Dr. Elizabeth Dovec |
Dr. Dovec is out to beat morbid obesity. She understands that weight loss surgery has many important components and that preparing patients for life before and after surgery can make a tremendous difference in a patient’s long term health. Here’s what she had to say about her vision for the future of GBMC’s Comprehensive Obesity Management Program:
“Becoming a part of the GBMC team was a perfect opportunity for me. GBMC already has the outstanding Comprehensive Obesity Management Program and this is an opportunity to focus all my energy on bariatrics. My vision is to add an exercise therapist to help in our office, as well as add a psychologist, and a primary care physician with a special interest in treating bariatric patients. We will continue providing excellent nutritional services and really take complete control of the entire well-being of the bariatric patient. I have always loved all aspects of bariatric care – the surgery as well as incorporating the psychological, nutritional and exercise components of the surgery.”
“This type of comprehensive program is so important as obesity is a national crisis. At some point, just diet and exercise alone doesn't work for these patients. I’m very empathetic to this fact. I understand that it takes a lot of courage to make the decision to have this surgery. The road is not easy for bariatric patients and creating a supportive environment is just as important as the surgery itself.”

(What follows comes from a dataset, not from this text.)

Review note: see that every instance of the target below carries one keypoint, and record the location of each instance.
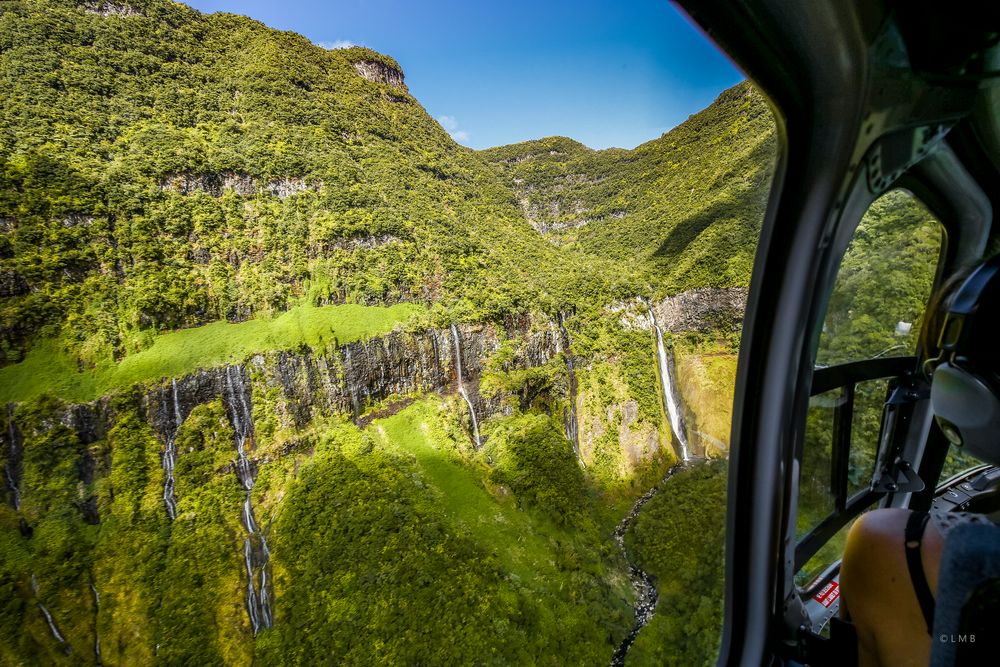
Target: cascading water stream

I am confident that physicians such as Dr. Verby and Dr. Dovec and all of those joining our system will continue to move us closer to our vision: To every patient, every time, we will provide the care that we would want for our own loved ones. Please join me in welcoming all of our new providers to the GBMC Healthcare system family.

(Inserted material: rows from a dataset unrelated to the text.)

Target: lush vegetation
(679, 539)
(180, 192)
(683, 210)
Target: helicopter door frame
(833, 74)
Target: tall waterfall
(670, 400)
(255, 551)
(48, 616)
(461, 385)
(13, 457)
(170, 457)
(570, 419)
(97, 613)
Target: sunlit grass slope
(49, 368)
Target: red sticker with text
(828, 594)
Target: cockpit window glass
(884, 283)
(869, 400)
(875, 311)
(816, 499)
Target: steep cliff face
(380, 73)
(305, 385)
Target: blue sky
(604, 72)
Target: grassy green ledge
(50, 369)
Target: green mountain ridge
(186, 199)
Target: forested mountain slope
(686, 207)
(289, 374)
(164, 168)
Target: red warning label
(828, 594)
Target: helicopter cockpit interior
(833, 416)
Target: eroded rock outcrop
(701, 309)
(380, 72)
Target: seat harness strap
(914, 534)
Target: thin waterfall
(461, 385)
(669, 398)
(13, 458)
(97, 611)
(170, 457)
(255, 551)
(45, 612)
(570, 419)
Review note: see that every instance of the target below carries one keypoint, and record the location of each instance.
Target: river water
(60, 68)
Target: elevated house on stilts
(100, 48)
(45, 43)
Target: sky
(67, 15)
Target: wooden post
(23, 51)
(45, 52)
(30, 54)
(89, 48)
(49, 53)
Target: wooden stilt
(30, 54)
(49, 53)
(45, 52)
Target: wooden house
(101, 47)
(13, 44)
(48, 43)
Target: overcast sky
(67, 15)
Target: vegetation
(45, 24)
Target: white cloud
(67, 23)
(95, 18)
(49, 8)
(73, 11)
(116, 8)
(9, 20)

The "patient centered medical home" model sounds exactly like what Kaiser Permanente has already perfected. Is GBMC partnering with KP on this so we can avoid re-inventing the wheel? P.S. Welcome to Drs. Verby and Dovec!
ReplyDeleteThanks, Anonymous. We are delighted to have a close partnership with Kaiser Permanente. You are correct that the Permanente Medical Group has been doing population based care for a long time.
DeleteWe are working with a number of advisors to create our Patient-centered medical homes. Most notably among them is TransforMed, a subsidiary company of the American Academy of Family Physicians. You are correct that it is wasteful to start from scratch when others have already built a successful model. This is true for anything that we do.
Dr. Dovec and I have been friends for 14 years. I've witnessed the hard work and dedication she has put in starting freshman year of college up until the very last days of her fellowship at Vanderbilt. I am so proud to see her goals and dreams of providing a holistic approach to obesity management finally coming to fruition!
ReplyDeleteHi I am Mala James RN,Apart from being a most sought-after branch of surgery(given to the fact that every other person is obese,atleast one out of 5 is Morbidly obese,Dr.Dovec's foresight in to this crucial matter is most welcome.Can she start with our staff (bedside staff) to take initiative and be models for lifestyle modifications and motivate out patients and families?I had a pt last week who weighed 400 lbs and her 10 year old daughter weighs the same.My heart went out to them,even though i talked to them about eating healthy and start walking for 30 mts everyday 5 days a week giving company to each other,It would be more beneficial and accepted when it comes from the Barriatric special surgeon.Imagine If I am obese and give education which would make them chuckle"see who is talking!